The RF classification was completed using the EnMap add-on for ENVI 5.0, and the rest of the processing was done using ArcMap 10.2. The geoprocessing environments were set up in ArcMap such that all of the evidence maps created were clipped to the extents of the study area defined above (Fig. 1). Additionally, each evidence raster map was created with a cell size of 400 meters. This cell size was chosen because it creates a sufficient number of cells within the study area (183,599) and it nearly matches the size of a single mining claim unit in Nunavut (1500 ft., 457.2 m).

A fuzzy evidence map is created for each dataset used in the analysis. Fuzzification is defined by Carranza (2009a, b) as the process of converting individual sets of spatial evidence into fuzzy sets. A fuzzy set is defined as a collection of objects whose grades of membership in that set range from complete (=1) to incomplete (=0). The grade of membership of a fuzzy set is defined using one of several mathematical functions, the most common of which are linear, small, large, MS small, MS large, and near (Fig. 3). Each evidence map in this paper was fuzzified using either a linear function (where there is a linear relationship between the input and output values, e.g., geochemical data, faults) or a near function (where the maximum value of an output is at a specific value of the input, and output values taper-off away from that input value, e.g., form lines, geology). The lake mask was binary in format. In this case, the evidence maps were fuzzified (based on geologic and exploration knowledge) in order to normalize each evidence map so as not to assume a higher importance of one evidence map over another.
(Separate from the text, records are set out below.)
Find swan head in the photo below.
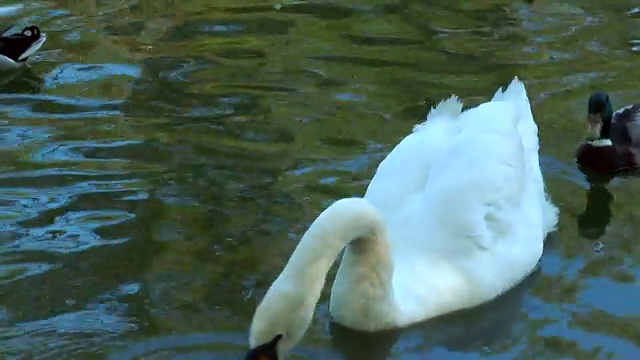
[245,276,319,360]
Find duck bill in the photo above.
[587,114,602,139]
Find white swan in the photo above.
[245,77,558,360]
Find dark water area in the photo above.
[0,0,640,360]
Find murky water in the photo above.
[0,0,640,360]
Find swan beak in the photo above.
[244,334,283,360]
[587,114,602,139]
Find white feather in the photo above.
[250,78,558,355]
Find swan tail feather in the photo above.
[413,95,462,132]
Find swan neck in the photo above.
[282,198,389,302]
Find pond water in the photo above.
[0,0,640,360]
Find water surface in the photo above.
[0,0,640,360]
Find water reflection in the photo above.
[0,0,640,360]
[578,184,613,240]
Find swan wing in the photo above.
[365,95,462,216]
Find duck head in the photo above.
[588,91,613,140]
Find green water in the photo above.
[0,0,640,360]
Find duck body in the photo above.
[576,92,640,173]
[246,78,558,360]
[0,25,47,71]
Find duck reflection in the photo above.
[0,67,43,94]
[577,167,615,240]
[329,268,540,360]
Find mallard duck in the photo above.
[0,25,47,70]
[245,78,558,360]
[576,91,640,173]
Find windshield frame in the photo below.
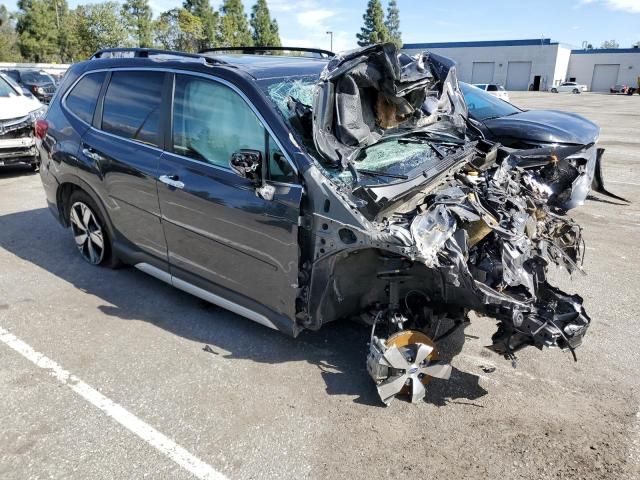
[458,82,524,122]
[20,70,55,85]
[0,74,22,98]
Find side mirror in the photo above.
[229,149,262,185]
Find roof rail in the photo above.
[198,47,335,58]
[89,47,223,63]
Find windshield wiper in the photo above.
[398,131,465,145]
[358,168,409,180]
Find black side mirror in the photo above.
[229,149,262,185]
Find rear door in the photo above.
[80,70,170,270]
[158,74,302,319]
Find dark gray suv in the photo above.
[36,44,590,403]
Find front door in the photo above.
[158,74,302,319]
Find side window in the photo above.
[173,75,266,168]
[102,71,164,146]
[66,72,106,123]
[269,142,296,183]
[173,75,295,182]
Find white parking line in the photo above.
[0,327,227,480]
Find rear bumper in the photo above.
[0,135,38,165]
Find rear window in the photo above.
[102,72,164,146]
[65,72,106,123]
[21,72,54,85]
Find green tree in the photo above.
[249,0,282,47]
[356,0,389,47]
[0,5,21,62]
[155,8,204,52]
[122,0,153,47]
[384,0,402,48]
[219,0,253,47]
[74,1,131,57]
[183,0,220,49]
[16,0,59,62]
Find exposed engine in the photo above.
[288,45,597,404]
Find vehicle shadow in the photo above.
[0,164,38,178]
[0,208,487,407]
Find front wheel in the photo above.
[69,191,115,266]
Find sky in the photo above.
[0,0,640,51]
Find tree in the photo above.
[16,0,59,62]
[219,0,253,47]
[154,8,204,52]
[250,0,282,47]
[356,0,389,47]
[74,1,131,57]
[183,0,220,49]
[0,5,21,62]
[384,0,402,48]
[122,0,153,47]
[600,40,620,48]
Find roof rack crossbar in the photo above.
[198,47,335,58]
[90,47,223,63]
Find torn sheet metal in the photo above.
[313,43,467,169]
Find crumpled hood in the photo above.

Table 1 presents the evidence maps and masks used for both the RF and KD Au prospectivity maps. The evidence maps comprised 10 lake sediment interpolated, and fuzzified maps, two structural maps (fuzzy fault and form lines) and a fuzzy geology map, creating 13 evidence maps for the RF and KD prospectivity mapping. However, as described below, we combined the geochemical, structural, and lithological data into three evidence maps to produce the KD prospectivity map.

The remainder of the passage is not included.